Chronic Obstructive Pulmonary Disease, often referred to as just COPD, is a term used to describe progressive lung disease. This chronic inflammatory lung disease includes chronic bronchitis, asthma, emphysema, and certain forms of bronchiectasis.

COPD is increasingly common, currently affecting over 30 million Americans. In 2014 alone, it was pronounced to be the third leading cause of death among American citizens. Some of the most common symptoms include wheezing, tightness in the chest, frequent coughing, and breathlessness, all of which may aggravate over time and make it hard to breathe.

Causes of COPD

1. Smoking

Individuals over 40 years and those with a history of smoking are the most susceptible to this disease. In other words, both current and former smokers are likely to develop COPD.  Statistics show that up to 90 percent of people who develop COPD have smoked at a certain point in their lives.

2. Genetics

Genetic factors can largely contribute to the development of this disease. The most common genetic risk factor for emphysema is called alpha-1 antitrypsin deficiency. Also known as AATD, it is caused by deficiency of this protein, which is needed to protect against lung deterioration.

3. Environmental Factors

Those who have been exposed to detrimental pollutants in the workplace are also at an increased risk of COPD.   Detrimental lung irritants include fumes, dust, and chemicals.  In addition, second-hand smoke and other household lung irritants can also contribute to COPD.

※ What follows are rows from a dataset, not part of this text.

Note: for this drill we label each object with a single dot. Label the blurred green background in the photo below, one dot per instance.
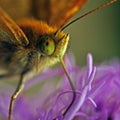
(97, 33)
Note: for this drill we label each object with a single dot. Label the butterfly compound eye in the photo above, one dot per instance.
(46, 45)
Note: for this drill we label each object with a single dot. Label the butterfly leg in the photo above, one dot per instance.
(15, 94)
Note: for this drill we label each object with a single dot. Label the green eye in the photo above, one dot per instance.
(47, 45)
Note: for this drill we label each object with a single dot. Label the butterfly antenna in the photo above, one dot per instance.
(71, 84)
(93, 10)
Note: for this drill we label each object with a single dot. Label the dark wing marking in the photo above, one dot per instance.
(11, 29)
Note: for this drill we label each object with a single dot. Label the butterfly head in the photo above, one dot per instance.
(54, 44)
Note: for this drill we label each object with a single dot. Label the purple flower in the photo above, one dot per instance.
(45, 98)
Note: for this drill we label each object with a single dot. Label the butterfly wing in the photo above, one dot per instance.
(10, 31)
(57, 13)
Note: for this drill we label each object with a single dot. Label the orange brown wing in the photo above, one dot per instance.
(57, 12)
(9, 29)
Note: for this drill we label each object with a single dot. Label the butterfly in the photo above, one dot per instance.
(34, 44)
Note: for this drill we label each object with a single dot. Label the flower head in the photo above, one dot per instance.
(45, 98)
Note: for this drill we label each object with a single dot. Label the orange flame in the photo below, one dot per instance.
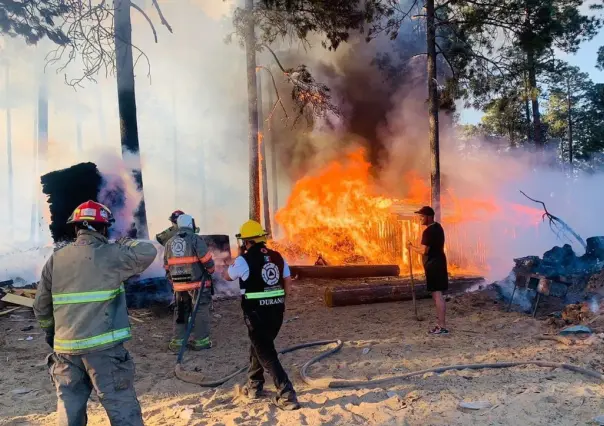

These days, there are various advanced treatments, over-the-counter, and prescription drugs available. Not long ago, a research done on COPD has shown that there is a more natural way to address the issue.  Dr. Gloria De Carlo Massaro teamed with Dr. Donald Massaro to conduct a research at Georgetown University School of Medicine.  For the aim of the study, they used ATRA, a derivative of vitamin A, which proved to be effective in reversing emphysema in rats.

Approximately 12 days from the beginning of the treatment, Dr. Donald Massaro noted, “It appeared that the treatment regenerated the adult rat’s ability to produce alveoli, the small air sacs where oxygen and carbon dioxide move between the lungs and the bloodstream.”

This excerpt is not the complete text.